THOMAS TRAXLER Wenn wir etwas Neues kaufen, dann machen wir das sehr bewusst. Außerdem gehen meine Partnerin Katharina Mischer und ich gerne auf den Flohmarkt und kaufen dort Möbel ein, die wir dann entsprechend unseren Bedürfnissen umbauen.
GEORG STADLHOFER Ich habe zwei Kinder mit fünf und zwei Jahren, und ein drittes ist im Anmarsch. Wir kaufen Kleidung, Spielzeug und Kinderwagen gebraucht oder bekommen sie geschenkt, und wir schenken sie danach auch wieder weiter. Außerdem habe ich mich sehr gefreut, als ich vor einigen Monaten im Supermarkt das Gütesiegel Cradle to Cradle schon auf einigen Produkten entdeckt habe. Großartig, dass das Thema nun auch beim Konsumenten angekommen ist.
Und im beruflichen Kontext?
STADLHOFER Das Umdenken hat bereits vor einigen Jahren eingesetzt, Kreislaufwirtschaft ist zu einem Begriff geworden. Das sehe ich bei uns und unseren Kollegen und Kolleginnen, allerdings ist bisher noch viel zu wenig passiert. Und da spreche ich sowohl von Drees & Sommer als auch von der Bauund Immobilienbranche ganz allgemein. Aber es führt kein Weg daran vorbei.
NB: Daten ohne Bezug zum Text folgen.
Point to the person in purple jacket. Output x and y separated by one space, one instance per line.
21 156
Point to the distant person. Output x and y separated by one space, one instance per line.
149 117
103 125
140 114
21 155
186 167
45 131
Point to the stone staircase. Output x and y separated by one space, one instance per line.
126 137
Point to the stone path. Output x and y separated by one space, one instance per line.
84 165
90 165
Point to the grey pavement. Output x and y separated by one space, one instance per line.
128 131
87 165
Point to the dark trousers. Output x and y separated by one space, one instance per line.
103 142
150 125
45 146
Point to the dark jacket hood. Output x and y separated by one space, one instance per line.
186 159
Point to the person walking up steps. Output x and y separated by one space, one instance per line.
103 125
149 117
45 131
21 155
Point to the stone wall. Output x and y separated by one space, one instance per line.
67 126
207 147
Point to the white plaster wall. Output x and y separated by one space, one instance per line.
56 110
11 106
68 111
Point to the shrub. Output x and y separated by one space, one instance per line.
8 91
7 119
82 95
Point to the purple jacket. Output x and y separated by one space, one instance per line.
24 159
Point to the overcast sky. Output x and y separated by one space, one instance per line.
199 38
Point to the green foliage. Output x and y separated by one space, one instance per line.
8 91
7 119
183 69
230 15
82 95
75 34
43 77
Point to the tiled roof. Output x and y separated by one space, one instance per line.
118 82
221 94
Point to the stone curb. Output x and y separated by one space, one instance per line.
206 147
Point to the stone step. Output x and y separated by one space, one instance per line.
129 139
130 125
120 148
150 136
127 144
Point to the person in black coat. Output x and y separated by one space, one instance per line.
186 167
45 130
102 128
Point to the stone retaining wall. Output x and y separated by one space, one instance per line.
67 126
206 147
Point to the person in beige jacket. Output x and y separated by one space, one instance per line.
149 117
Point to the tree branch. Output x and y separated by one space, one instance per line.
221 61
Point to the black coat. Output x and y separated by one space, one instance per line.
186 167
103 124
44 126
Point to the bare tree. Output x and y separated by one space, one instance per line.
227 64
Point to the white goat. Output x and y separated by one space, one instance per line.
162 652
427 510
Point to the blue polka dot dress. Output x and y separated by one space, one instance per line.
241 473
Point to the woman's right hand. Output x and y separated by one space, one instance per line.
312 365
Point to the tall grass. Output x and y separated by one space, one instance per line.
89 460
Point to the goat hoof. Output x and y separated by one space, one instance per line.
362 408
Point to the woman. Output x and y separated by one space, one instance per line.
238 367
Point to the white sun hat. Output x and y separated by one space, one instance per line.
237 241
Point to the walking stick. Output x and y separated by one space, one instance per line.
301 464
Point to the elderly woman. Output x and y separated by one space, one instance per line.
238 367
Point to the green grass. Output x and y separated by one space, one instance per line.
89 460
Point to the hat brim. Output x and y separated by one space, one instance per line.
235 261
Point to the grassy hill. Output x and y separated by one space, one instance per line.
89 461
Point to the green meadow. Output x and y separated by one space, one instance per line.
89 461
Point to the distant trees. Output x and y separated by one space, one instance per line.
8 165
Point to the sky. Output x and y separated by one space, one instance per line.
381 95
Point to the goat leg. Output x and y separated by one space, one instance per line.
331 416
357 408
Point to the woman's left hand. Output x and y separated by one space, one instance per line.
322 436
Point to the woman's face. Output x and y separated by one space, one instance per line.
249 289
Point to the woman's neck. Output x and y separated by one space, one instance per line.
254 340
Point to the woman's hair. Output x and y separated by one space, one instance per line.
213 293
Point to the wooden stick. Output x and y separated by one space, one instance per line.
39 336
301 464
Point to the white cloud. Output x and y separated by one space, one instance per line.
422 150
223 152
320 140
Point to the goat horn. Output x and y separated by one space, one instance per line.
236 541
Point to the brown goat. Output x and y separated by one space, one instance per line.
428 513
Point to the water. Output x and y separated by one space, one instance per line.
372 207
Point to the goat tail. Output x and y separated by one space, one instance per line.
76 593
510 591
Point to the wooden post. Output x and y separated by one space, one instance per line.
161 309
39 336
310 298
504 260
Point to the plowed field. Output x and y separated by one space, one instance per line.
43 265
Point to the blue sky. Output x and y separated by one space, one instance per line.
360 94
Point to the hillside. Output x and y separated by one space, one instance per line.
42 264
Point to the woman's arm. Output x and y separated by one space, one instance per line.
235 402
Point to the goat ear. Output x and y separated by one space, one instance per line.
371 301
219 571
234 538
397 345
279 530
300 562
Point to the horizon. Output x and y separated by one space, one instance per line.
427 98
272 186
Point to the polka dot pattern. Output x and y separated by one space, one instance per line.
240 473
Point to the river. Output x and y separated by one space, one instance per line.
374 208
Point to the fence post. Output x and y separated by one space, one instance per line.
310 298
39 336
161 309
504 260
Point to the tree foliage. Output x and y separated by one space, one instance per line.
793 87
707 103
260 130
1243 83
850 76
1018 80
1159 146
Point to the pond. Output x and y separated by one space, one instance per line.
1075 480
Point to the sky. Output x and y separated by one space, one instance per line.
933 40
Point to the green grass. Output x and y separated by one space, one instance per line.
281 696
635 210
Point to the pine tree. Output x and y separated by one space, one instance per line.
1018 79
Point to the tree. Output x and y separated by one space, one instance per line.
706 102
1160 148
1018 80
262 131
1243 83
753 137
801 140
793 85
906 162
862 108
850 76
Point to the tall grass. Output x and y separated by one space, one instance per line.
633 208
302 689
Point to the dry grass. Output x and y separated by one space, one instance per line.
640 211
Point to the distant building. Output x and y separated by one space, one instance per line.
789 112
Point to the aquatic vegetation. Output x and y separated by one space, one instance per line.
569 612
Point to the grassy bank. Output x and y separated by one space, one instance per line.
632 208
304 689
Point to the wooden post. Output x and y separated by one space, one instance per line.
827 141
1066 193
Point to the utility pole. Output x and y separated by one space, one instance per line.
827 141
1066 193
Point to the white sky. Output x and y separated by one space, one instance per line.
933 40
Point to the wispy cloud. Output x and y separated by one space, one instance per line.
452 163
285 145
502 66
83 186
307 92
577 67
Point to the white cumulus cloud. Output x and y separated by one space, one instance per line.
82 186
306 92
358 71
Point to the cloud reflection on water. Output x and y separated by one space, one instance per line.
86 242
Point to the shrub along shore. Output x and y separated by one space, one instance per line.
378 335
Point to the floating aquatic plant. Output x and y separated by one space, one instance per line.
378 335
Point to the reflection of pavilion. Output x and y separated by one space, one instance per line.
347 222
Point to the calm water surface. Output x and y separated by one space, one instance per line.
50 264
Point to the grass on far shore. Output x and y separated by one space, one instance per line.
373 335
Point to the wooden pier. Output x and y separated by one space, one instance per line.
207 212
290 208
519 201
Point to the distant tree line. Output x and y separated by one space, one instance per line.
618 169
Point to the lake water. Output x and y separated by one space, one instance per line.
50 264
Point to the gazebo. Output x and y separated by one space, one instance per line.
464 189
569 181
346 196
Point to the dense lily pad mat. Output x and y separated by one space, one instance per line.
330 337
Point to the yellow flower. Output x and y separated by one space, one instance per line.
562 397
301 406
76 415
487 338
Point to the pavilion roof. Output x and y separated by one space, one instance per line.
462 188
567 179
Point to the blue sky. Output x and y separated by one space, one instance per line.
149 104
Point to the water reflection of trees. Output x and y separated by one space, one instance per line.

TRAXLER Ich sehe unseren beruflichen, professionellen Beitrag vor allem in der Vermittlung und Kommunikation. Wir haben beispielsweise das MAK Design Lab gestaltet und kuratiert, und da spielt Cradle to Cradle immer wieder eine Rolle. Bei unseren Projekten, Produkten und Materialien bemühen wir uns sehr, eine ökologisch richtige Auswahl zu treffen.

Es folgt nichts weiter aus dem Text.